Either the story is just fabrication or the "researcher" is a completely unethical rogue who should be in Jail.

Comment All your base are belong to us (Score 4, Insightful) 74

I may be too optimistic but this could become a really nice laboratory tool once the exact mechanism of genetic transfer is known and replicated, gene cloning independent from plasmid or simplified transfection would be very useful for genetic engineering. Imagine easily cultured cells that not only can accept various genetic materials but actively incorporate them into their genome, "gene cloning for dummies" kits for one-step protein expression.

Comment Re:Plenty of other creatures haven't "evolved" (Score 2) 138

I have always interpreted the "need" or "necessary" as the requisites that have to be fulfilled in order to find a certain organism in a certain place today (or whatever time they are talking about). So yes, the organism or the species don't "need" adaptations, they just survive or not, but you "need" the adaptations in order to explain how they can survive there. This kind of place "need" very few explanations because there is not real change and any organism that could survive at the beginning could just keep doing it.

Nevertheless, this finding assumes quite a lot of things, they compared the morphology of fossils with modern organism and propose that the lack of visible differences means no adaptations, also they compared bacteria from two distant geographical places and assumed that this means genetic isolation (likely but not certain). I would prefer if they waited until they could report on both modern bacterial genomes (trivial task nowadays) before making such bold conclusions.

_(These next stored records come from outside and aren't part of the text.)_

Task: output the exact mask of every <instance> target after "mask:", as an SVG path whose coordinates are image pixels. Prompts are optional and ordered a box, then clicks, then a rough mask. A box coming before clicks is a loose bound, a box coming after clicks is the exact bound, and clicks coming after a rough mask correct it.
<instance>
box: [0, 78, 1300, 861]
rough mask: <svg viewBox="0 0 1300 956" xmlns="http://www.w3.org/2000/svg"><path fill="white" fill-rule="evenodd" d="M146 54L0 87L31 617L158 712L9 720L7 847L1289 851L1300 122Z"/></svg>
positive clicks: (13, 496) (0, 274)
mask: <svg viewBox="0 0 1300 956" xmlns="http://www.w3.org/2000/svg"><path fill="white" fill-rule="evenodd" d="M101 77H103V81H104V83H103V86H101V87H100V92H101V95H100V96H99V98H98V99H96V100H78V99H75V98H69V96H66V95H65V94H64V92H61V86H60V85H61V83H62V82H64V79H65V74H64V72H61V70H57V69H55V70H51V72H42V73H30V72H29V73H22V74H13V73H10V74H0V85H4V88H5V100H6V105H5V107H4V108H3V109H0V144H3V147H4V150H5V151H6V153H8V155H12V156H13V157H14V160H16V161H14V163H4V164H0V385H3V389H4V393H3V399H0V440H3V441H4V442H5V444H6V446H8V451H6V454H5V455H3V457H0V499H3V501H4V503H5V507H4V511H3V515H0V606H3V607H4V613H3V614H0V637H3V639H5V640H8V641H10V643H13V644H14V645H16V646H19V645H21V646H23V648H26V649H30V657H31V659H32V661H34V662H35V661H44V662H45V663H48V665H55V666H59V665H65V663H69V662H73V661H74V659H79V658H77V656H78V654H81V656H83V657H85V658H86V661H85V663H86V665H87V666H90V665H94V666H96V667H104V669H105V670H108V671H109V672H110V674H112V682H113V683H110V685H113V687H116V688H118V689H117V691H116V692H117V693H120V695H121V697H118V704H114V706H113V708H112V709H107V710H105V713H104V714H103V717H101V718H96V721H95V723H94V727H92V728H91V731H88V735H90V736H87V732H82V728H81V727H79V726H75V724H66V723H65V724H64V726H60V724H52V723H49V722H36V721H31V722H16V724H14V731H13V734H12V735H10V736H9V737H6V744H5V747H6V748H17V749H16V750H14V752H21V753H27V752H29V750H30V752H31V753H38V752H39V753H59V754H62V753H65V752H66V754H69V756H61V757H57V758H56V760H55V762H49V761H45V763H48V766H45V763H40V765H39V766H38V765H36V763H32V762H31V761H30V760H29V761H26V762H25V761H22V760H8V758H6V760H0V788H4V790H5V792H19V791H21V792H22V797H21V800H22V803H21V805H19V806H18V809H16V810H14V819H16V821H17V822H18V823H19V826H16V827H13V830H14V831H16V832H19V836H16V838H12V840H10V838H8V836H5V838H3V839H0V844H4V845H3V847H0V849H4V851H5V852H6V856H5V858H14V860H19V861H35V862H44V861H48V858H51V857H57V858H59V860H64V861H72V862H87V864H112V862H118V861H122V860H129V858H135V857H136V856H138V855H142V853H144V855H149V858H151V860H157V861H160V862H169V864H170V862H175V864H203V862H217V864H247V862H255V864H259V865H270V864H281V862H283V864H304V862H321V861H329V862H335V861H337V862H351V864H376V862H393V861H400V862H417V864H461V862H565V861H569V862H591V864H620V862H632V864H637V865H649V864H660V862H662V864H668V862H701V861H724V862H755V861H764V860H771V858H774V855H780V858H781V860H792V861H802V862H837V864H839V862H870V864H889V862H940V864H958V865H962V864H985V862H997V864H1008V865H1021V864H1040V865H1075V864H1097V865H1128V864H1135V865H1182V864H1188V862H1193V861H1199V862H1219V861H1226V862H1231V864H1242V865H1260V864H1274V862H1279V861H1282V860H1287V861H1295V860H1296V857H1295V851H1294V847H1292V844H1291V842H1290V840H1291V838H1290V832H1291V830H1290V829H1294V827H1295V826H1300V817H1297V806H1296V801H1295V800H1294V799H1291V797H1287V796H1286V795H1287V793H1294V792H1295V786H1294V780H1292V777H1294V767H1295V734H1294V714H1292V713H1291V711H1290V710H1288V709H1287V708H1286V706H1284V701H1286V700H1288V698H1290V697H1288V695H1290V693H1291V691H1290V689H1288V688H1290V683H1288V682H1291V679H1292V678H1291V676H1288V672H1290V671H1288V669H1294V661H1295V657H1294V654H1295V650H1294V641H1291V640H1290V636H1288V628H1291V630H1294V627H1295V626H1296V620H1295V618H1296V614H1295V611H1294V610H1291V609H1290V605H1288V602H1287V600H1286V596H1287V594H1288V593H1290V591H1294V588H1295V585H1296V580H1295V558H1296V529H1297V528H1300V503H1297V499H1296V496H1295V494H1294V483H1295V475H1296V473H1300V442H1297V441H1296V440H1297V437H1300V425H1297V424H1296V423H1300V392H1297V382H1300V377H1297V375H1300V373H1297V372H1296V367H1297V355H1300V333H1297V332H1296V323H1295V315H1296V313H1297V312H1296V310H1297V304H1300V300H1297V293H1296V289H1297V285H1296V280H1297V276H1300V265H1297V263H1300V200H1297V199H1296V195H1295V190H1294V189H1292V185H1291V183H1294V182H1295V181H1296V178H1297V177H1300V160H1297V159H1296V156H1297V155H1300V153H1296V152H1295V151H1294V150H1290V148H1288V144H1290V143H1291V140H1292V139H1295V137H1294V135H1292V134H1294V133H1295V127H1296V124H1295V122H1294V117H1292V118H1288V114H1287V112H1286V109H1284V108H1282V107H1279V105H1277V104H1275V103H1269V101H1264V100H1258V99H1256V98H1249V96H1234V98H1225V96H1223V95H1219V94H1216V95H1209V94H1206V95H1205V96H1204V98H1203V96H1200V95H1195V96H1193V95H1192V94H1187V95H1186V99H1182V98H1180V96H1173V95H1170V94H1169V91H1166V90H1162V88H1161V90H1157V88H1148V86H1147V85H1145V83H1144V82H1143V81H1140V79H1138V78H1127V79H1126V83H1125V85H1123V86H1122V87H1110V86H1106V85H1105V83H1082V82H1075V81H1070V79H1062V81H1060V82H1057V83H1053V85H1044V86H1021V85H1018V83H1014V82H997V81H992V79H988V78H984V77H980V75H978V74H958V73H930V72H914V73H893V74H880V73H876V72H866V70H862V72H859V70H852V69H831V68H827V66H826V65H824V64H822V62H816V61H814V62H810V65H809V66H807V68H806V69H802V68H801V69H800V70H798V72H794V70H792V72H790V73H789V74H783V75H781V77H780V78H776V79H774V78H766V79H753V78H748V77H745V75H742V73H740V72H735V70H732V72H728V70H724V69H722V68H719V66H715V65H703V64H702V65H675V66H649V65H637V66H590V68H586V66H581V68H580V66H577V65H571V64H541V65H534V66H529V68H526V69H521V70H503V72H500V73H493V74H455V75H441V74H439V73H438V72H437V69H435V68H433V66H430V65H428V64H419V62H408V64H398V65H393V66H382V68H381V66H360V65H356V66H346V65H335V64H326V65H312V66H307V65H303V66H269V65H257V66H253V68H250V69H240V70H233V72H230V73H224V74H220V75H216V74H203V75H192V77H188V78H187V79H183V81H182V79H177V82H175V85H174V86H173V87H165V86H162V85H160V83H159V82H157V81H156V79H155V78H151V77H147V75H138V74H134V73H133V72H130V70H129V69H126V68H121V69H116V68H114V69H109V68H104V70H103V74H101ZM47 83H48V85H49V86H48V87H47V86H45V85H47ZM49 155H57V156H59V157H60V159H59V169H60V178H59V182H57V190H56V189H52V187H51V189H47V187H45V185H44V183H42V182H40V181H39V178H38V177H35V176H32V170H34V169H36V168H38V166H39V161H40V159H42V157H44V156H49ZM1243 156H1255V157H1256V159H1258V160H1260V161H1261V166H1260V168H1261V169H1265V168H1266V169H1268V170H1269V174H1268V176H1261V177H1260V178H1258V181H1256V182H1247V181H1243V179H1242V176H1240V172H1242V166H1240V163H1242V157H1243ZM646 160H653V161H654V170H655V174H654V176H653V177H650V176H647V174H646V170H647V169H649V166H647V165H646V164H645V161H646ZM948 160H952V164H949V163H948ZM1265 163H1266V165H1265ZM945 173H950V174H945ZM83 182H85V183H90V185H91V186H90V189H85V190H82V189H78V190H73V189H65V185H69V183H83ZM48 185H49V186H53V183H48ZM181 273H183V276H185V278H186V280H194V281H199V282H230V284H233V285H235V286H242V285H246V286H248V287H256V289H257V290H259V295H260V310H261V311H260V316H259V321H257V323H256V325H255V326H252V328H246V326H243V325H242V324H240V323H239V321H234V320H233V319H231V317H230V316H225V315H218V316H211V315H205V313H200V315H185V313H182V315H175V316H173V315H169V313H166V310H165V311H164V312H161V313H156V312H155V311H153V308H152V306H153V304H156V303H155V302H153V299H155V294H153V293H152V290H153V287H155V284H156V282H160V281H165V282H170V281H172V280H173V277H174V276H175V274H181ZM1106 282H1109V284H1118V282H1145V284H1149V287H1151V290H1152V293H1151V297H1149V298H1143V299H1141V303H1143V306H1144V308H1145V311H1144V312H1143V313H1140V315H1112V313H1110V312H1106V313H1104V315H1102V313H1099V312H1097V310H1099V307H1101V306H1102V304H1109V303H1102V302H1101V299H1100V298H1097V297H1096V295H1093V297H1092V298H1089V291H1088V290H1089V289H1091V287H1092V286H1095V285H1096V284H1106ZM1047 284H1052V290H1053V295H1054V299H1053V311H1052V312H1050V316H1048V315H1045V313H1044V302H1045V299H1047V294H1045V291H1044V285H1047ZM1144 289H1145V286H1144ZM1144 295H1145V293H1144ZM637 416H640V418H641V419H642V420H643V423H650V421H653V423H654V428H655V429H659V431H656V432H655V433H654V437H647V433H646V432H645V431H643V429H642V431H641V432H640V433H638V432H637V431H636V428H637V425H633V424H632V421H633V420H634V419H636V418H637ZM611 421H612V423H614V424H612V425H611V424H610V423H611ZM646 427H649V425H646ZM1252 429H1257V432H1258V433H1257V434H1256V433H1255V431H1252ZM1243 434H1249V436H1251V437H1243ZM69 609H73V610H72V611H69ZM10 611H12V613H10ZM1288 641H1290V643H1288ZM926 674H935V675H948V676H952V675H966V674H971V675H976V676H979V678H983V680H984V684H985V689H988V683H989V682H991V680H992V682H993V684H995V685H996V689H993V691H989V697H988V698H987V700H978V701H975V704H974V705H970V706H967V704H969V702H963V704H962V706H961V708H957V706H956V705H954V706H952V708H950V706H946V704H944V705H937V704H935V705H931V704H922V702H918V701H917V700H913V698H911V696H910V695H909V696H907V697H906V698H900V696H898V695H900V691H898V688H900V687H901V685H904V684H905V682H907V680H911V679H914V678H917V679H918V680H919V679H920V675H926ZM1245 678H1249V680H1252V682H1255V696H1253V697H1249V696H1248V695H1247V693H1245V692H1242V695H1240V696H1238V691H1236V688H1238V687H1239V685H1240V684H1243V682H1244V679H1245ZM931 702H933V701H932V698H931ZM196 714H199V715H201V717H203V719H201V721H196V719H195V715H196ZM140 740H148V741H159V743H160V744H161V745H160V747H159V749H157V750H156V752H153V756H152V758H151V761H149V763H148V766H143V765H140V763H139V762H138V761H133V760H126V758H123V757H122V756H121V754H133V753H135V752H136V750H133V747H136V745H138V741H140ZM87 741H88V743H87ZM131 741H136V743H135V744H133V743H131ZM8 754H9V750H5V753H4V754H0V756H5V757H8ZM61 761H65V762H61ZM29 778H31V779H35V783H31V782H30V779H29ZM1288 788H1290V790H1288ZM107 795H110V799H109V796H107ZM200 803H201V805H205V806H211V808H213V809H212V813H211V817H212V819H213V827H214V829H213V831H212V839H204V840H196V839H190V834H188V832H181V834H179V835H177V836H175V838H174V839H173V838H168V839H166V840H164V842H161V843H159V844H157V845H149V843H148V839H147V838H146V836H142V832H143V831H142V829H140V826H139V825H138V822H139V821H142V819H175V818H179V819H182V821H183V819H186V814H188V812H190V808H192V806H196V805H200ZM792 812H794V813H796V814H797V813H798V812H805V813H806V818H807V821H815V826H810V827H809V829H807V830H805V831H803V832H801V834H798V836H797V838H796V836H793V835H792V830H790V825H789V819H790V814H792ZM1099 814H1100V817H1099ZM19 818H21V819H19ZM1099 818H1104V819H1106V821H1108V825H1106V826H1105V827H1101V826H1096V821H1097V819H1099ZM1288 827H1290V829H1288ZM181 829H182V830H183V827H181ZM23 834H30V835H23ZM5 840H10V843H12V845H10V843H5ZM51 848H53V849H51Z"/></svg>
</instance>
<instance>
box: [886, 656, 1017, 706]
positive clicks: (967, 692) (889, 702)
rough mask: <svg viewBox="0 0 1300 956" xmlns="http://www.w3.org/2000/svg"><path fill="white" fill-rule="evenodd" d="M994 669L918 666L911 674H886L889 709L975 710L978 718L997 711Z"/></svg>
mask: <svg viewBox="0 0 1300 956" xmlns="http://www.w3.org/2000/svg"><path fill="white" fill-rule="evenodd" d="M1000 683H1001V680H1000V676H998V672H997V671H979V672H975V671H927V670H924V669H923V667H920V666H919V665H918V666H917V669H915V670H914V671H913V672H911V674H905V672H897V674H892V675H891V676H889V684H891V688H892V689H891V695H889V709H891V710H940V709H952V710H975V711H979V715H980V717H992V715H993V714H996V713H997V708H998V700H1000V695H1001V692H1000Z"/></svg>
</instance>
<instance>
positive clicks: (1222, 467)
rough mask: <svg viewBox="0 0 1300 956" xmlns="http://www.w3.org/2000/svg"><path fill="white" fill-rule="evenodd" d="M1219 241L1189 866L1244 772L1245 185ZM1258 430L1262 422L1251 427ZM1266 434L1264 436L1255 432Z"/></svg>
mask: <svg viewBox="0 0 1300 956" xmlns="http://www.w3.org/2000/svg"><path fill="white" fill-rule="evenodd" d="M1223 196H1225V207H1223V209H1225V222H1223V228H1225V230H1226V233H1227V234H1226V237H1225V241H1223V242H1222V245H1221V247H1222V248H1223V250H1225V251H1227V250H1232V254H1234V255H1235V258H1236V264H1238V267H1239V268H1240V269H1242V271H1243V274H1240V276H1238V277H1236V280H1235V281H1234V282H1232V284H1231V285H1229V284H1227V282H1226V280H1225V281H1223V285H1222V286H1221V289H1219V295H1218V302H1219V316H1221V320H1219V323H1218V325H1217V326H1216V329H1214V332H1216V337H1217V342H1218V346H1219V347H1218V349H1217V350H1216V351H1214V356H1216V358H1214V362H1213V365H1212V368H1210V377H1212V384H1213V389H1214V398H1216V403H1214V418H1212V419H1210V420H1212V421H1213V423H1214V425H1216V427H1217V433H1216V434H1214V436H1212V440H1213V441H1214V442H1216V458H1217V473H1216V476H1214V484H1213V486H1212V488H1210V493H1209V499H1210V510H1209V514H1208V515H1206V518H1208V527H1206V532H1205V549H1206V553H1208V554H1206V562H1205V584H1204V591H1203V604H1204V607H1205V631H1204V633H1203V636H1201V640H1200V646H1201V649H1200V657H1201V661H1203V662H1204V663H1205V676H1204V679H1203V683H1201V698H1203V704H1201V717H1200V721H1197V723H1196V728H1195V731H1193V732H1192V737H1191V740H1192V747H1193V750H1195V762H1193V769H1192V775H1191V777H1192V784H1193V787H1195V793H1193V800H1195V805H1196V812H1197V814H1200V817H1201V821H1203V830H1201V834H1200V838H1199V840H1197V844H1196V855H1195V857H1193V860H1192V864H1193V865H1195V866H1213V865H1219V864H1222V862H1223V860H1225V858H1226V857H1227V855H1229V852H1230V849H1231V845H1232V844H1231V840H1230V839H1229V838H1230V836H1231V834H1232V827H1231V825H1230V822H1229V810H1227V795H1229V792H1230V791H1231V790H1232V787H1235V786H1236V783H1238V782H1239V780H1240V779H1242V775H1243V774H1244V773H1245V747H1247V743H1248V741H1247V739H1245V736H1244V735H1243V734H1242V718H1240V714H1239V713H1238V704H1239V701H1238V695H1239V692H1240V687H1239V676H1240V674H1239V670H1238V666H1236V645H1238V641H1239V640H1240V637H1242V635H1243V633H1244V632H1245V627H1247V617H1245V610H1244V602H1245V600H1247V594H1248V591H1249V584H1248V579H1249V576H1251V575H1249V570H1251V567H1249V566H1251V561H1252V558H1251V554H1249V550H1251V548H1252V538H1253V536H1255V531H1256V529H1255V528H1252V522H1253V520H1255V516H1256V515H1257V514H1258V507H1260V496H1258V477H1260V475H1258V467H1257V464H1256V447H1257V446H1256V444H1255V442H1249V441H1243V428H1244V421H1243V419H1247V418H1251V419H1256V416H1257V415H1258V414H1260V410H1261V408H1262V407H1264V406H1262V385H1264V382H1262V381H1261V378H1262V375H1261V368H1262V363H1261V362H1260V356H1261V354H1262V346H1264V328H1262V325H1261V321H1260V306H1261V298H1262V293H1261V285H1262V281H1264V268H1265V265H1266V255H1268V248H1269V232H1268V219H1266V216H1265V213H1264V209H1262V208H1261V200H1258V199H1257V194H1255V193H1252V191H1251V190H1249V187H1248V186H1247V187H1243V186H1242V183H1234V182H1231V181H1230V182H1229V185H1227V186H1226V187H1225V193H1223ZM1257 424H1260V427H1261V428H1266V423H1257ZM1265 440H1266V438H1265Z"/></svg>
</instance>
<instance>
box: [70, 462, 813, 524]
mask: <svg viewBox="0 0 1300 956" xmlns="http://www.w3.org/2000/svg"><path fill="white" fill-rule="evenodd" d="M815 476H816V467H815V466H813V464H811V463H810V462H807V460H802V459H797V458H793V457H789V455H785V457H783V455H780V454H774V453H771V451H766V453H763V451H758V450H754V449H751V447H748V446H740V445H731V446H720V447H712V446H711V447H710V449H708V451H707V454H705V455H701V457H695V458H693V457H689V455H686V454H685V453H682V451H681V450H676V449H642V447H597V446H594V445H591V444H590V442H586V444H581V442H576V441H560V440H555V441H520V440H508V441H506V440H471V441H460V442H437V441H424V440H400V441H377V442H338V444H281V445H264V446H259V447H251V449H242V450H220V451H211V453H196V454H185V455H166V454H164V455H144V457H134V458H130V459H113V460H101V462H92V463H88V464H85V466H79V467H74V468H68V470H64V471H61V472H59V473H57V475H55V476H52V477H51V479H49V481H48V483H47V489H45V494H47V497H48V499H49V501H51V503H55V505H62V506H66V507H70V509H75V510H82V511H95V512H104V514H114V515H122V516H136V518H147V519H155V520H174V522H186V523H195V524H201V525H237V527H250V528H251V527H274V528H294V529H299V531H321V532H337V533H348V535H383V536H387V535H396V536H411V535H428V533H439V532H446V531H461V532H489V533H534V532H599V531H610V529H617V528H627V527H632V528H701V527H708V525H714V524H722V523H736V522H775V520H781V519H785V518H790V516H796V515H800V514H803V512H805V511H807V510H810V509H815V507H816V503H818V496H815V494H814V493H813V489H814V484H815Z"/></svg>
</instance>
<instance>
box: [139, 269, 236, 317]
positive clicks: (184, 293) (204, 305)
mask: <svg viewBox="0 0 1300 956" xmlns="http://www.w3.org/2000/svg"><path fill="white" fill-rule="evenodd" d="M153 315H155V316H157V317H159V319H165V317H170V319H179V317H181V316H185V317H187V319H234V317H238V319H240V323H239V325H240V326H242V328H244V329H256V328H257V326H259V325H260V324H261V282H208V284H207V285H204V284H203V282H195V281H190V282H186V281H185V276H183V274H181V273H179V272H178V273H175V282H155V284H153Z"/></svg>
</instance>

Comment Interesting approach (Score 5, Interesting) 183

Making the treatment directly with mRNA sidestep a lot of dangers of promoting cell replication, the immune system would not have any foreign proteins to recognize and so multiple doses are feasible, the RNA is degraded over time so the replication goes back to normal instead of keeping forever in an artificial state and it was demonstrated that the cells grow "old" again after the treatment.

Still, it feels like its going to be much more a lab tool than a anti-aging treatment for a few more decades, RNA treatment is very tricky to do in vivo and even the most promising candidates for treatment (vaccines and so on) only produce very limited success, unless some revolutionary vector is invented in the near future it will pass a lot of years before this can be safe and efficient enough to be commercialized.